Since I know you are new, and I do not want to inundate you with advice which is hard to remember on a daily basis, I am going to try to keep my advice to two things. The second piece of advice is that before you enter any trade, know your entry level, your stop out level and your target . . . and adhere to this trading plan no matter what happens.
There is an old adage that when you fail to plan, you plan to fail. So, before you enter any trade, you MUST have a trading plan. And, most importantly, you MUST adhere to that plan, and not fall into the “hope” that grips most new traders.
The inexperienced traders will sit in a position until it turns in their favor, if it ever does. Develop a plan BEFORE you enter into a trade, and stick to it. This is setting you up for what traders view as “cutting your losses short and letting your profits run.” Remember, it is not letting your losses run until they finally turn in your favor. The money can be better utilized in another opportunity to make money rather than lying dormant or continually losing.
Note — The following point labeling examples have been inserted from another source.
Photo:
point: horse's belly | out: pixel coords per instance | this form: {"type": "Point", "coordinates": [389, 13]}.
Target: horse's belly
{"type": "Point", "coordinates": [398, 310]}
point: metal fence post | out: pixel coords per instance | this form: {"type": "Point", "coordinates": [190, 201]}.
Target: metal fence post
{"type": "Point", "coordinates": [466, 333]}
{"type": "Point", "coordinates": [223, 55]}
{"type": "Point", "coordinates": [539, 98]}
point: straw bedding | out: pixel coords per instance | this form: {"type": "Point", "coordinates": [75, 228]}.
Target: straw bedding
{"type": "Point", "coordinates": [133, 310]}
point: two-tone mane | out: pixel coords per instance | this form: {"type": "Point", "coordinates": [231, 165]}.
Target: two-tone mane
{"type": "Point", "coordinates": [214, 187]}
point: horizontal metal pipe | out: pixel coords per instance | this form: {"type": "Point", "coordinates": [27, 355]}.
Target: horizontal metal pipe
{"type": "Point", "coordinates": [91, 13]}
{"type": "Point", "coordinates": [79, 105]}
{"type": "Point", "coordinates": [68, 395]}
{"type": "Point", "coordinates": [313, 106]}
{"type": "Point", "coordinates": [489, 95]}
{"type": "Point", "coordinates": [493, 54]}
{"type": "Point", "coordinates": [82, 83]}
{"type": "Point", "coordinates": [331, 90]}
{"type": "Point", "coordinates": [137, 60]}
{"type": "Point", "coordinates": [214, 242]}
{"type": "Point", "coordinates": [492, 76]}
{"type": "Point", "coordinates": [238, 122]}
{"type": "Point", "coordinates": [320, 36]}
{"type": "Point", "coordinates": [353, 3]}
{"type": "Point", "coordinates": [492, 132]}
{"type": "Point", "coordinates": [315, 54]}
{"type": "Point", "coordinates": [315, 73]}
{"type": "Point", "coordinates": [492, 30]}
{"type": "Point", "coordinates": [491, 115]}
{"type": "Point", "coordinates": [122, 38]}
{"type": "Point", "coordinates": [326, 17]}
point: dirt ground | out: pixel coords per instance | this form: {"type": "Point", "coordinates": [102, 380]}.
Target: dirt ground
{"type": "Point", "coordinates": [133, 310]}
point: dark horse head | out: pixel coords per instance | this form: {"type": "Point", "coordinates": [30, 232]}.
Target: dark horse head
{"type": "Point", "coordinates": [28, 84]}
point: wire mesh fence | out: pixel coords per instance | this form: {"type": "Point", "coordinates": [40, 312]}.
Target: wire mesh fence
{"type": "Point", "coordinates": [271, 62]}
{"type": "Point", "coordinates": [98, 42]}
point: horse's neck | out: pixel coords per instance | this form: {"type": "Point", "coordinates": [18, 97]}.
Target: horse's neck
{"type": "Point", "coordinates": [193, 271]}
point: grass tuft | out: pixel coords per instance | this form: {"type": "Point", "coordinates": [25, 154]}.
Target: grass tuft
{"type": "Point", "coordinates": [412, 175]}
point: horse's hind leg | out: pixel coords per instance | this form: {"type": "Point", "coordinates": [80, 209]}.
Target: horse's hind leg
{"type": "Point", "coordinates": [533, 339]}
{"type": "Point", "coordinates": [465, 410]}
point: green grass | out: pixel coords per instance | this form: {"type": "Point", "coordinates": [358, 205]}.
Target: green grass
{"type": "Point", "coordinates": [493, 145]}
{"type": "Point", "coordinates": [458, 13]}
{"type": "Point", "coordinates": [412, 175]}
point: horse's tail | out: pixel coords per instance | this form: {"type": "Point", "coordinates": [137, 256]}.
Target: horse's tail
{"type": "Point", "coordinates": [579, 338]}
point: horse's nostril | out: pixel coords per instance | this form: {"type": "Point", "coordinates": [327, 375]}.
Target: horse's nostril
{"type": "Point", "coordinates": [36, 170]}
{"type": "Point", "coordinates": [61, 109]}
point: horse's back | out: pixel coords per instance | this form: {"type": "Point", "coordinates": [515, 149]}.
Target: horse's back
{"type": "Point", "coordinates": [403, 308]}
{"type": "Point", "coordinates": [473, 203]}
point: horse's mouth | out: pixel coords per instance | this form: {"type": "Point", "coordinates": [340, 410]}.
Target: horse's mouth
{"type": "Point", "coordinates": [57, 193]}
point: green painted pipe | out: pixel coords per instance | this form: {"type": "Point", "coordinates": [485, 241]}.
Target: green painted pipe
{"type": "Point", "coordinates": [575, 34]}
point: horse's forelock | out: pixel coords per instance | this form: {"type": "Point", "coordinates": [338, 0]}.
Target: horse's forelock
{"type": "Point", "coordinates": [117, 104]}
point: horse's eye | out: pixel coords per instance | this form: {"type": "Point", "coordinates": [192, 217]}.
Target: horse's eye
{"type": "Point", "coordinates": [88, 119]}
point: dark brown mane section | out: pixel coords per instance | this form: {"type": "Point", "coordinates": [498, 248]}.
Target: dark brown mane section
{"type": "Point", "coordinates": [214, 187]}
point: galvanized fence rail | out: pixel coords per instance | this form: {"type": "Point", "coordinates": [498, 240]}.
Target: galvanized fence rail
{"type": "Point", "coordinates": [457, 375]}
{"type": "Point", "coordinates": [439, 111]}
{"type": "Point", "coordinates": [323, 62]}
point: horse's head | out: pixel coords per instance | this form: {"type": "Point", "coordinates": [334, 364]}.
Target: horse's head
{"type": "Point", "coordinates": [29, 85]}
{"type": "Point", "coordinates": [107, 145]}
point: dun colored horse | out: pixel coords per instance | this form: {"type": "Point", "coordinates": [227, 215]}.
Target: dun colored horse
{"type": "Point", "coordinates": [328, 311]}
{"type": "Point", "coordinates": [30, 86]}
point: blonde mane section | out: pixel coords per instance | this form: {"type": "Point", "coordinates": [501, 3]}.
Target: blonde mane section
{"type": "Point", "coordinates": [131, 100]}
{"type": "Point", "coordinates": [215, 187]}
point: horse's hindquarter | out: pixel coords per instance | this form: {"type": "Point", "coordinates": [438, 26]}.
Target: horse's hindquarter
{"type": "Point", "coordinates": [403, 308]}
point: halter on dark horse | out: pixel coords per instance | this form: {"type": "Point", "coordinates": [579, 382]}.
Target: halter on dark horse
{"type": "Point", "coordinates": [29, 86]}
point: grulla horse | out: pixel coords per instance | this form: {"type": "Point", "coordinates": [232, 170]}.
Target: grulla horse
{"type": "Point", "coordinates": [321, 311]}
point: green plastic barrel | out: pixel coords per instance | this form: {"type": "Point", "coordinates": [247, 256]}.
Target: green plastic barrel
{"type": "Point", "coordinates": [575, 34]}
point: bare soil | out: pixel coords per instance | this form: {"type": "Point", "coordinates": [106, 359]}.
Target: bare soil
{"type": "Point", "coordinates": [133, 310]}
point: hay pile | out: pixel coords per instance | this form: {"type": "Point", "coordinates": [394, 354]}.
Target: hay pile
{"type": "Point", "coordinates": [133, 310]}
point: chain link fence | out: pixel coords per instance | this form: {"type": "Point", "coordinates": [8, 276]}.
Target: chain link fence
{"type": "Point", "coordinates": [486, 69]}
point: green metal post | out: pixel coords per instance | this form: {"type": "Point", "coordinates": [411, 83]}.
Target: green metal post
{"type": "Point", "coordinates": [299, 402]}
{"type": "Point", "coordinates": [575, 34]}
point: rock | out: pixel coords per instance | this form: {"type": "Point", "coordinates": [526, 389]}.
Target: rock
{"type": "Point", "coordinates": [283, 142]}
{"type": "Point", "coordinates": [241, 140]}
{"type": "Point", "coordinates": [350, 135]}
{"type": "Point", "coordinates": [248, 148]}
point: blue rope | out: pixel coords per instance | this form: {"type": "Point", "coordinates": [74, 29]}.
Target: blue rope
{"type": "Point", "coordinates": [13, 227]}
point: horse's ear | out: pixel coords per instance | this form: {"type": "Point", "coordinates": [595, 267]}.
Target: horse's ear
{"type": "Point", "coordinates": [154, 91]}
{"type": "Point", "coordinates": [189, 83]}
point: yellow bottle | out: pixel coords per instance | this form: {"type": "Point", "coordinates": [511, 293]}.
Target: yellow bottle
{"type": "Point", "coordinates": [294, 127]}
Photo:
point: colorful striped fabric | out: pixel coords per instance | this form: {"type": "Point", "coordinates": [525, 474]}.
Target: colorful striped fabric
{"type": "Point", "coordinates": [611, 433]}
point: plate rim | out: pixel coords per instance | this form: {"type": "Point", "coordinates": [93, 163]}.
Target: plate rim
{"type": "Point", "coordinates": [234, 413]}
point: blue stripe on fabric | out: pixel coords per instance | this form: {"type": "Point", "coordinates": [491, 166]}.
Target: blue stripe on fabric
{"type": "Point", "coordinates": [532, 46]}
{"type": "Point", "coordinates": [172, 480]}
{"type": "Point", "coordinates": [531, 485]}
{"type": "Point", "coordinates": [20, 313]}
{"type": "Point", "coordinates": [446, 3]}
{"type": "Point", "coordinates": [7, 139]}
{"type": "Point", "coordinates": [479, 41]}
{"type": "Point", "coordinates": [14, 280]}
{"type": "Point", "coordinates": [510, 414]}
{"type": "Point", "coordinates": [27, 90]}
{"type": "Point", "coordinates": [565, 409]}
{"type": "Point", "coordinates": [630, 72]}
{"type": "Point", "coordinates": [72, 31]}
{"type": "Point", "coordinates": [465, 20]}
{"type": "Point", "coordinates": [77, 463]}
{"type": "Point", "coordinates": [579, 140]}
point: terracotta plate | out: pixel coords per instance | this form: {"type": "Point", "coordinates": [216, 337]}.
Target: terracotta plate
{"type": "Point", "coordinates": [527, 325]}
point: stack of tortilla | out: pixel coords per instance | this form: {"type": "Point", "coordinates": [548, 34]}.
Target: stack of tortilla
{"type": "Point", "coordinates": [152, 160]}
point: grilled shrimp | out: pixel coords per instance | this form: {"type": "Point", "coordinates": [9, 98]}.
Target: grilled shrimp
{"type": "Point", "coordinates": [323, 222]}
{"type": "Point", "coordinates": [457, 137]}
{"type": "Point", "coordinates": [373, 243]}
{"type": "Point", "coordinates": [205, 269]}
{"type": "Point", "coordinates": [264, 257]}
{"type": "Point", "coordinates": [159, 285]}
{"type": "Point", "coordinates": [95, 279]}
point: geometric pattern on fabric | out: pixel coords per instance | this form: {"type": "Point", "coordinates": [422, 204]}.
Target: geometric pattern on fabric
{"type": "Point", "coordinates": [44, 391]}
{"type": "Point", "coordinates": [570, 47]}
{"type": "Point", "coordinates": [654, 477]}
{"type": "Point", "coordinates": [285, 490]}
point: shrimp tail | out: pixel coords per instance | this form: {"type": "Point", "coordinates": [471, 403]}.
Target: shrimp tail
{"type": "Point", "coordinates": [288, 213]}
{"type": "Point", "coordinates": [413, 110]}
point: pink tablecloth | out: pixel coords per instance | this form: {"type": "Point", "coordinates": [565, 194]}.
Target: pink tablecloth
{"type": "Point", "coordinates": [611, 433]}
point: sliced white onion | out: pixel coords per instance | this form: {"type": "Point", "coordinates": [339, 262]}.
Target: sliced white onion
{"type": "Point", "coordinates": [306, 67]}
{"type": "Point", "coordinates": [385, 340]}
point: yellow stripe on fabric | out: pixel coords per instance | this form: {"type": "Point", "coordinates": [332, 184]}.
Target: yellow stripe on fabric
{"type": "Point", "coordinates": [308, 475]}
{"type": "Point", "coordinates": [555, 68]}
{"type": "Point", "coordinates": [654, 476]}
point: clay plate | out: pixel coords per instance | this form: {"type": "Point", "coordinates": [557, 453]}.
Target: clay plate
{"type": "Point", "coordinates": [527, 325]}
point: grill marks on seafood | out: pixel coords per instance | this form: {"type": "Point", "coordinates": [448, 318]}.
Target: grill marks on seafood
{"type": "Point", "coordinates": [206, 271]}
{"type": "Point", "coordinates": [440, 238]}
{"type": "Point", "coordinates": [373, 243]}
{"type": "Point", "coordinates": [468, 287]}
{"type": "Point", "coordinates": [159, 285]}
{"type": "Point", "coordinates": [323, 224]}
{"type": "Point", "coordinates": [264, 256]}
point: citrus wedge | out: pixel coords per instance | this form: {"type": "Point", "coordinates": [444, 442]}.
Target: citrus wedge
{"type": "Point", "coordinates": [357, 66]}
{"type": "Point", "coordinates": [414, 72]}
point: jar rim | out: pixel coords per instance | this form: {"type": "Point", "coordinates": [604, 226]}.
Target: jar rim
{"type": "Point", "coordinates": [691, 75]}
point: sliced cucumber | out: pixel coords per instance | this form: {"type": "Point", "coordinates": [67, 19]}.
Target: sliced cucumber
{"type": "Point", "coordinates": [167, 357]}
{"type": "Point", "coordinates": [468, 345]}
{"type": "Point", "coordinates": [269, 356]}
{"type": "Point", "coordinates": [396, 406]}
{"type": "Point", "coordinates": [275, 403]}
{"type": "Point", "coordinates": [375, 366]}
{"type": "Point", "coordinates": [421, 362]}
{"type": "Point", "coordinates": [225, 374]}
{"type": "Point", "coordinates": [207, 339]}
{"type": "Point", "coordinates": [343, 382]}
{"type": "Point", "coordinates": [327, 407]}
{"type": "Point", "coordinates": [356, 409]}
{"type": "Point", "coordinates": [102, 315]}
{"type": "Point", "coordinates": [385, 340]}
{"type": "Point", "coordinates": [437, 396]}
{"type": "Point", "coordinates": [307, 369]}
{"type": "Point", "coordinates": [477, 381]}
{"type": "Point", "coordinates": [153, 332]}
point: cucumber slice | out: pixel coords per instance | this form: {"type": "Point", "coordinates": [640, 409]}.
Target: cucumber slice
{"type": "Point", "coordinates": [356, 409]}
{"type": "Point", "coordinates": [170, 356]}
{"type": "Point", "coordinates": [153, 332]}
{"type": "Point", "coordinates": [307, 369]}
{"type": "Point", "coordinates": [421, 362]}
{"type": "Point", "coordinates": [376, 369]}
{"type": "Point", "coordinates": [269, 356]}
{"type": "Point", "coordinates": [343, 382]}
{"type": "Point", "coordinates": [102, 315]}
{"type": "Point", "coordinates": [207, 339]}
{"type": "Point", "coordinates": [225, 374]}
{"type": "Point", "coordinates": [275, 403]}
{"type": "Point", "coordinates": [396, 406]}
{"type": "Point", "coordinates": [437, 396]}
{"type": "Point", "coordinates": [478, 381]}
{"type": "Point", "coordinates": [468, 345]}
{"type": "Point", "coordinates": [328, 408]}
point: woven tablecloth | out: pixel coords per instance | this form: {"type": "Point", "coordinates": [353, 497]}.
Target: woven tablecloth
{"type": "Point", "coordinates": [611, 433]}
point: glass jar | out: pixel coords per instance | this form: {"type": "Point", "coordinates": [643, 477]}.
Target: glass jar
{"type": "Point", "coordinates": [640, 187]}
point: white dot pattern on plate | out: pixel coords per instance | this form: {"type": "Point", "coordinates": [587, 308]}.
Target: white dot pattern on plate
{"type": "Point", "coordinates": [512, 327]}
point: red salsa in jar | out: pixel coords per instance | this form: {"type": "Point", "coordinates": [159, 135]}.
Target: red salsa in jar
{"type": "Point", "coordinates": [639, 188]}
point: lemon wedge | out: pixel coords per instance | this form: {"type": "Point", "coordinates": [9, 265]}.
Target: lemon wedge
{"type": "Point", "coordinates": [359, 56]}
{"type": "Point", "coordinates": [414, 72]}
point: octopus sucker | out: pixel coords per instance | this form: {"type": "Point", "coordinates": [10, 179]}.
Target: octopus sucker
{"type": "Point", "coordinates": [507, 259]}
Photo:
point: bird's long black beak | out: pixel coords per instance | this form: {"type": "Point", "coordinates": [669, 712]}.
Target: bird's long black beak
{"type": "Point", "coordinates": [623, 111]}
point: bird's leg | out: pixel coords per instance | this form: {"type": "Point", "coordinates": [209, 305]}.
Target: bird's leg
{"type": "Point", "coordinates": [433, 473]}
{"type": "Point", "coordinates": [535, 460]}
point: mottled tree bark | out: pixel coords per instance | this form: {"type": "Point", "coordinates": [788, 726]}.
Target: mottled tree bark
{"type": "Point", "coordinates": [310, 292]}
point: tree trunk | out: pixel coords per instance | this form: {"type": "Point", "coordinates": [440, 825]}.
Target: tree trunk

HOPE AND BEING OVERLY AGGRESSIVE BLOWS UP MORE TRADING ACCOUNTS THAN ANYTHING ELSE.
In summary, my point in writing this letter to new traders is to have them focus on two main things. First, you need to take the time to attempt to learn what type of trader you are and the environment in which you now find yourself. You MUST be brutally honest in this self-assessment, or you will blow up your account. Second, you must adhere to strict risk management so that no one trade, or even 10 trades, can jeopardize your account. And, within this risk management process, you must size your trades appropriately and have a clearly defined plan to which you MUST adhere.
I am quite confident that if you follow these two rules at all times, you will likely be successful in making money in the investment world, no matter what HONEST conclusion you come to about yourself.